Another feature of the American system not found in other democracies is the high level of local political control over the rules for voting. In many other countries, a neutral bi- or multi-party commission decides the shape of constituencies and the rules for voting (early voting vs. only Election Day voting, mail-in or only in-person voting, voting eligibility requirements, etc.). In the U.S., local political control is being used massively to carve up constituencies to guarantee certain results – a process known as gerrymandering – and to suppress voting by introducing onerous limitations to voting that impact certain groups more than others. Just look at the tighter voting laws Georgia has just passed. This preference for local political control affects not only our voting rules but also elections for everything from judges to dog catchers. The theory is that this affords more local political control and voters can vote out incompetent office-holders at the next election. The goring partisanship we’ve seen in recent decades has made a mockery of this thinking. Other countries do quite well by having these decisions made by an apolitical commission. We should do so too.
So much has been written about the negative effect of social media on the political system that I’ll just mention a single fact I find quite worrying. Social media and the lies they can spread have made it more important for some politicians to score points and please followers in these virtual fora than work to pass actual laws in Washington. It’s no wonder that Washington is dysfunctional and many voters are frustrated.

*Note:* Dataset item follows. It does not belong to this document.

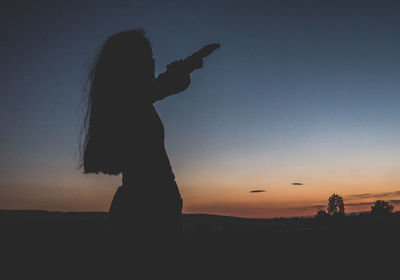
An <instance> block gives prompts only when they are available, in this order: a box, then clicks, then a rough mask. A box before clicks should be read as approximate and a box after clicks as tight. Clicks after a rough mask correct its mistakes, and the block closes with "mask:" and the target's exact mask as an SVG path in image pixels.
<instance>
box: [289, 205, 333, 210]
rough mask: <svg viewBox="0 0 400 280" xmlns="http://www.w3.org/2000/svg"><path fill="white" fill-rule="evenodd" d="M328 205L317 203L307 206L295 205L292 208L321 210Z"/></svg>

It may seem contradictory that I would end by saying that Congress should get rid of the filibuster. The argument in favor of it says that the 60 votes required in the Senate for all major legislation ensures that bills have to be fashioned in a way to win a supermajority. But short of a big landslide by the majority party, it can also be used by a large minority to block any law proposed by a small majority. This leads to the logjam we now have. A better way to do this is to keep the simple majority voting in the legislature, which is what any other democratic country does, and make the voting system fairer so that a wider spectrum of politicians gets elected into it.
The U.S. system of government is failing a majority of voters, from both main parties. The result has been extreme polarization in the political system, the economy and the society itself. It’s useless to blame it all on one person or one party or one technology (like Twitter). We have to learn how to better juggle the main elements of our public life so many more people — maybe even that two-thirds majority I mentioned — feel that the system works for them again. Whatever solutions are found must be adapted to the vague political DNA mentioned up above. But that doesn’t mean we can’t look beyond our boundaries to see what other democracies think works for them. And have the courage to admit it might be worth trying back home as well.